The Impact of Behavioral and Economic Drivers on Gig Economy Workers

Speaker: Park Sinchaisri, Assistant Professor of Operations & IT Management, Haas School of Business, UC Berkeley

Abstract: Gig economy companies benefit from labor flexibility by hiring independent workers in response to real-time demand. However, workers' flexibility in their work schedule poses a great challenge in terms of planning and committing to a service capacity. Understanding what motivates gig economy workers is thus of great importance. In collaboration with a ride-hailing platform, we study how on-demand workers make labor decisions; specifically, when to work and for how long. Our model offers a way to reconcile competing theories of labor supply regarding the impact of financial incentives and behavioral motives on labor decisions. We are interested in both improving how to predict the behavior of gig economy workers and understanding how to design better incentives. Using a large comprehensive dataset, we develop an econometric model to analyze workers' labor decisions and responses to incentives while accounting for sample selection and endogeneity. We find that financial incentives have a significant positive influence on the decision to work and on the work duration-confirming the positive income elasticity posited by the standard income effect. We also find support for a behavioral theory as workers exhibit income-targeting behavior (working less when reaching an income goal) and inertia (working more after working for a longer period). We demonstrate via numerical experiments that incentive optimization based on our insights can increase service capacity by 22% without incurring additional cost, or maintain the same capacity at a 30% lower cost. Ignoring behavioral factors could lead to understaffing by 10-17% below the optimal capacity level. Lastly, inertia could be a potential sign of workers' loyalty to the platform.
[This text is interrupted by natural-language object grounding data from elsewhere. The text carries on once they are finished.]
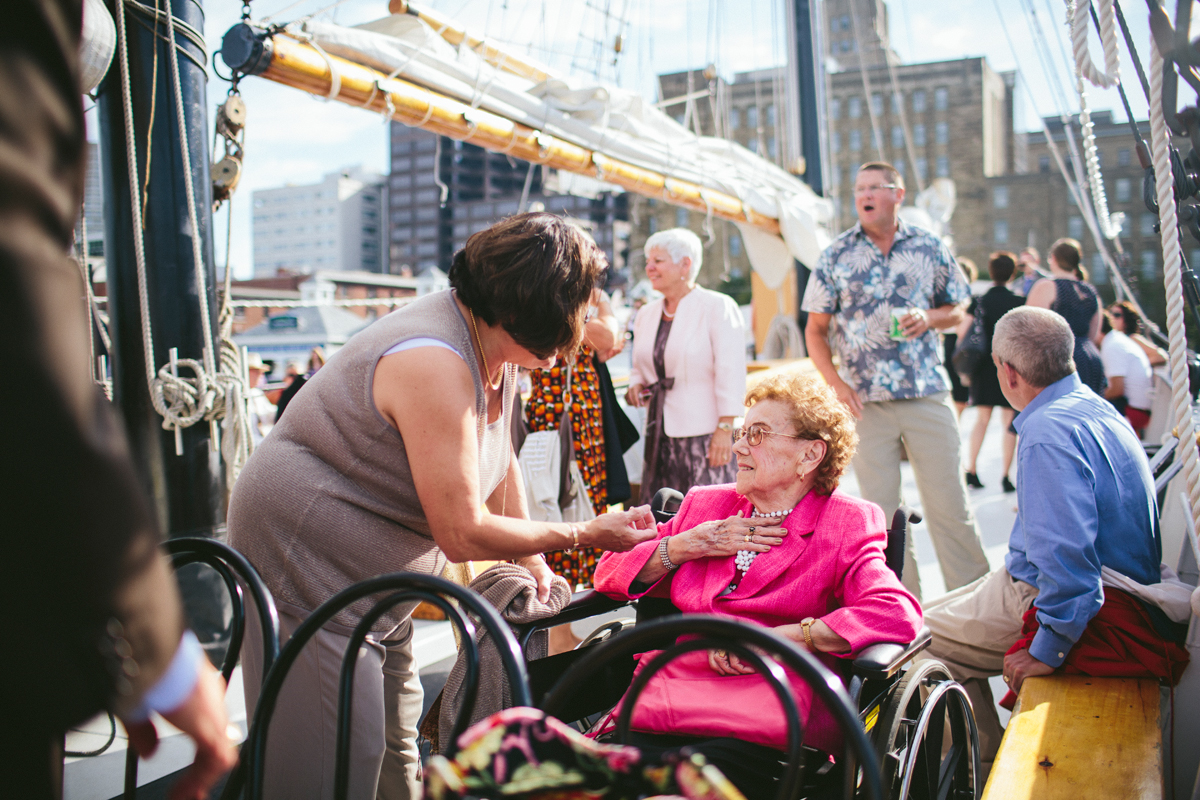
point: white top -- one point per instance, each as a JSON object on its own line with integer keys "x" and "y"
{"x": 1123, "y": 359}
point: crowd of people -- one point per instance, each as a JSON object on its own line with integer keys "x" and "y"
{"x": 399, "y": 455}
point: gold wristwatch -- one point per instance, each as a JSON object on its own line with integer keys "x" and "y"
{"x": 807, "y": 626}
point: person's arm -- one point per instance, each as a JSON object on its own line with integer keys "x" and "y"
{"x": 1093, "y": 328}
{"x": 600, "y": 332}
{"x": 1043, "y": 294}
{"x": 727, "y": 338}
{"x": 439, "y": 432}
{"x": 713, "y": 539}
{"x": 816, "y": 337}
{"x": 1060, "y": 522}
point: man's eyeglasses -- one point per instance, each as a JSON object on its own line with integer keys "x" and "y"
{"x": 754, "y": 434}
{"x": 873, "y": 188}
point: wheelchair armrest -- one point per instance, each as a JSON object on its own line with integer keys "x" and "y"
{"x": 583, "y": 605}
{"x": 885, "y": 660}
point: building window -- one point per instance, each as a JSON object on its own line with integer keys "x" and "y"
{"x": 1147, "y": 224}
{"x": 1123, "y": 190}
{"x": 1075, "y": 227}
{"x": 1149, "y": 264}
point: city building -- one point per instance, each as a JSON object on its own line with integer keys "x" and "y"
{"x": 1032, "y": 206}
{"x": 442, "y": 191}
{"x": 335, "y": 224}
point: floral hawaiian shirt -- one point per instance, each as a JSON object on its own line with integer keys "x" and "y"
{"x": 856, "y": 283}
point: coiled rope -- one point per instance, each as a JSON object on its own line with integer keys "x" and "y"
{"x": 1084, "y": 64}
{"x": 209, "y": 395}
{"x": 1164, "y": 186}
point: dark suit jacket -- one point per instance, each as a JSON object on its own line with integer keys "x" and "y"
{"x": 90, "y": 613}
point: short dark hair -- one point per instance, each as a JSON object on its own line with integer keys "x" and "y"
{"x": 887, "y": 169}
{"x": 533, "y": 275}
{"x": 1001, "y": 266}
{"x": 1129, "y": 317}
{"x": 1068, "y": 254}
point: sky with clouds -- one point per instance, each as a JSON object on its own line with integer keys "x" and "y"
{"x": 294, "y": 138}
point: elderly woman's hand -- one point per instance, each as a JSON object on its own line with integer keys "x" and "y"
{"x": 720, "y": 537}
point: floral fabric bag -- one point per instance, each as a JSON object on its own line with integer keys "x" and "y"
{"x": 522, "y": 753}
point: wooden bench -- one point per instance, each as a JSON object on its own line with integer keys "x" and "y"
{"x": 1074, "y": 737}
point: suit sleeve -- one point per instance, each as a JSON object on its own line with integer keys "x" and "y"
{"x": 727, "y": 334}
{"x": 875, "y": 606}
{"x": 82, "y": 581}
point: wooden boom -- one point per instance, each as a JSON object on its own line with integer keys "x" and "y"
{"x": 297, "y": 64}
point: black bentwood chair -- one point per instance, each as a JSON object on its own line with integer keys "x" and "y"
{"x": 760, "y": 648}
{"x": 238, "y": 575}
{"x": 396, "y": 588}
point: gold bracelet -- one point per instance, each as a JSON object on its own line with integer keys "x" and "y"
{"x": 807, "y": 626}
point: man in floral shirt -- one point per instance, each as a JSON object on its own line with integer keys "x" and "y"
{"x": 895, "y": 386}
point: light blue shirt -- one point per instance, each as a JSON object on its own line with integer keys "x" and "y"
{"x": 1086, "y": 499}
{"x": 859, "y": 286}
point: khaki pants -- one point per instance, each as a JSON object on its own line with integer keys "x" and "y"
{"x": 973, "y": 627}
{"x": 301, "y": 738}
{"x": 929, "y": 428}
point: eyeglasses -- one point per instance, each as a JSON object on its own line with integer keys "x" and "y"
{"x": 754, "y": 434}
{"x": 873, "y": 188}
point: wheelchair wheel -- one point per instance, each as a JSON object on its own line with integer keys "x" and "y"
{"x": 928, "y": 738}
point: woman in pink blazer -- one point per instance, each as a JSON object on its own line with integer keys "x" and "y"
{"x": 784, "y": 548}
{"x": 689, "y": 370}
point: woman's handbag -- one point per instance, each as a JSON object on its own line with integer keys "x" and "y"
{"x": 971, "y": 349}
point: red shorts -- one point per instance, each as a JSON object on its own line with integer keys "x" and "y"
{"x": 1138, "y": 417}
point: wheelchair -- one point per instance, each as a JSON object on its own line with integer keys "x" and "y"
{"x": 916, "y": 716}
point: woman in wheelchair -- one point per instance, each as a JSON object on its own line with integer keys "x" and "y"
{"x": 783, "y": 548}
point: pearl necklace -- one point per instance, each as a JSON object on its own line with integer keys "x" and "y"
{"x": 744, "y": 559}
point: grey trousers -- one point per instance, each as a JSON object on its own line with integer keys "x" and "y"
{"x": 301, "y": 738}
{"x": 929, "y": 428}
{"x": 973, "y": 626}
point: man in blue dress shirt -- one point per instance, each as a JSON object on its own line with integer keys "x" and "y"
{"x": 1086, "y": 500}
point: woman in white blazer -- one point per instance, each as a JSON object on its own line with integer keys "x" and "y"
{"x": 689, "y": 370}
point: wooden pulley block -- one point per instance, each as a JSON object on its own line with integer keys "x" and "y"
{"x": 233, "y": 112}
{"x": 226, "y": 174}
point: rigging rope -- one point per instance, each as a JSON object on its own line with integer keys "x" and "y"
{"x": 1084, "y": 64}
{"x": 209, "y": 395}
{"x": 1164, "y": 186}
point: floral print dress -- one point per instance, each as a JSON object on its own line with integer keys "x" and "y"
{"x": 543, "y": 411}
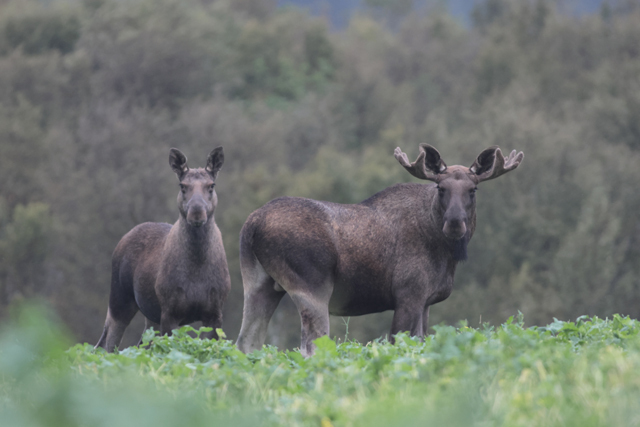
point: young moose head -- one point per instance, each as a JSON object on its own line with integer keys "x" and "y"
{"x": 197, "y": 198}
{"x": 457, "y": 185}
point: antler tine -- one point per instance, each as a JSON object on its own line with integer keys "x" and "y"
{"x": 502, "y": 164}
{"x": 417, "y": 168}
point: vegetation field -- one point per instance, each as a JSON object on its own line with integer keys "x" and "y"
{"x": 582, "y": 373}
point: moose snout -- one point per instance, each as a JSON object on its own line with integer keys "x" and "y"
{"x": 197, "y": 213}
{"x": 455, "y": 225}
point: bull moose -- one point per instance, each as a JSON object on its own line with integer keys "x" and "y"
{"x": 397, "y": 250}
{"x": 174, "y": 274}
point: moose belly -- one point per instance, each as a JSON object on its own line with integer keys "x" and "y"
{"x": 357, "y": 297}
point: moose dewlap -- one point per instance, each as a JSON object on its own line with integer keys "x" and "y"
{"x": 397, "y": 250}
{"x": 174, "y": 274}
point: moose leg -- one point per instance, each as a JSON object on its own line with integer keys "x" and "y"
{"x": 148, "y": 323}
{"x": 115, "y": 325}
{"x": 314, "y": 319}
{"x": 168, "y": 323}
{"x": 214, "y": 322}
{"x": 259, "y": 304}
{"x": 425, "y": 321}
{"x": 407, "y": 319}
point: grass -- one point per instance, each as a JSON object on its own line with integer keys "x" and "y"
{"x": 582, "y": 373}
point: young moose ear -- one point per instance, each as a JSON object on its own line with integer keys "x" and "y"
{"x": 178, "y": 162}
{"x": 215, "y": 161}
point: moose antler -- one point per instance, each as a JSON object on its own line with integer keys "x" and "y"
{"x": 501, "y": 165}
{"x": 419, "y": 168}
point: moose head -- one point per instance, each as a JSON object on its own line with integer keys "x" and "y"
{"x": 457, "y": 185}
{"x": 197, "y": 198}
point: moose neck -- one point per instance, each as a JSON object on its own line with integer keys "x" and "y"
{"x": 196, "y": 241}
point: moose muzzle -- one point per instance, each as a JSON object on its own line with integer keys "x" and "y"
{"x": 197, "y": 212}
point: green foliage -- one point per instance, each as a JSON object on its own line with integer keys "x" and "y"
{"x": 93, "y": 93}
{"x": 563, "y": 374}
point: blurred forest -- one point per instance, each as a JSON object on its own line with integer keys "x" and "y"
{"x": 93, "y": 94}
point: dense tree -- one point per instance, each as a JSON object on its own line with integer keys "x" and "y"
{"x": 94, "y": 93}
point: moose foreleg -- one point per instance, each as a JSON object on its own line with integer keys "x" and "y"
{"x": 407, "y": 319}
{"x": 114, "y": 327}
{"x": 259, "y": 305}
{"x": 214, "y": 322}
{"x": 314, "y": 319}
{"x": 167, "y": 324}
{"x": 425, "y": 321}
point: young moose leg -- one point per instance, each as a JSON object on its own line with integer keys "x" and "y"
{"x": 117, "y": 321}
{"x": 407, "y": 319}
{"x": 425, "y": 321}
{"x": 147, "y": 324}
{"x": 260, "y": 302}
{"x": 214, "y": 322}
{"x": 168, "y": 323}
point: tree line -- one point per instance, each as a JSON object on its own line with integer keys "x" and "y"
{"x": 93, "y": 94}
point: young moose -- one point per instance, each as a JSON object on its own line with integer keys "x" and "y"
{"x": 397, "y": 250}
{"x": 174, "y": 274}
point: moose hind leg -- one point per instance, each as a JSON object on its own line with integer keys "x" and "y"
{"x": 114, "y": 327}
{"x": 407, "y": 319}
{"x": 314, "y": 319}
{"x": 425, "y": 321}
{"x": 260, "y": 301}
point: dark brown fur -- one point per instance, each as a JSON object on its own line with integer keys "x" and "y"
{"x": 397, "y": 250}
{"x": 174, "y": 274}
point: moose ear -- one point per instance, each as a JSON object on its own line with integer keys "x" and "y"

The Computational Social Science Forum is an informal setting for the interdisciplinary exchange of ideas and scholarship at the intersection of social science and data science. Participants engage in a variety of activities such as presentations of work in progress, discussions and critiques of recent papers, introductions to new tools and methods, discussions around ethics, fairness, inequality, and responsible conduct of research, as well as professional development. This Forum is organized as part of the Computational Social Science Training Program, and weekly meetings are hosted by researchers from BIDS and D-Lab. The group welcomes social scientists and researchers with interests in data science methods and tools, and data scientists with applications or interests in public policy, social, behavioral, and health sciences. Participants include graduate students, postdocs, staff, and faculty, and members are encouraged to attend regularly in order to foster community around improving computational social science research, supporting the development and research of group members, and fostering new collaborations. Interested UC Berkeley community members are invited to use this registration form to receive the schedule and access links. Please contact css-t32@berkeley.edu for more information or if you are interested in presenting current research for an upcoming session.

Speaker(s)

Park Sinchaisri

Assistant Professor of Operations & IT Management, Haas School of Business, UC Berkeley

Park Sinchaisri is an Assistant Professor of Operations & IT Management at UC Berkeley Haas School of Business. His primary research interests center around combining tools from operations, economics, machine learning, and behavioral sciences to study how to manage the future of work and the human-AI interface. He received a PhD in Operations, Information & Decisions and an MA in Statistics from Wharton, an SM in Computational Science & Engineering from MIT, and an ScB in Computer Engineering & Applied Mathematics-Economics from Brown. Growing up in Bangkok, Park hopes to expand his research to make a positive social impact, from solving urban problems to helping the marginalized work populations.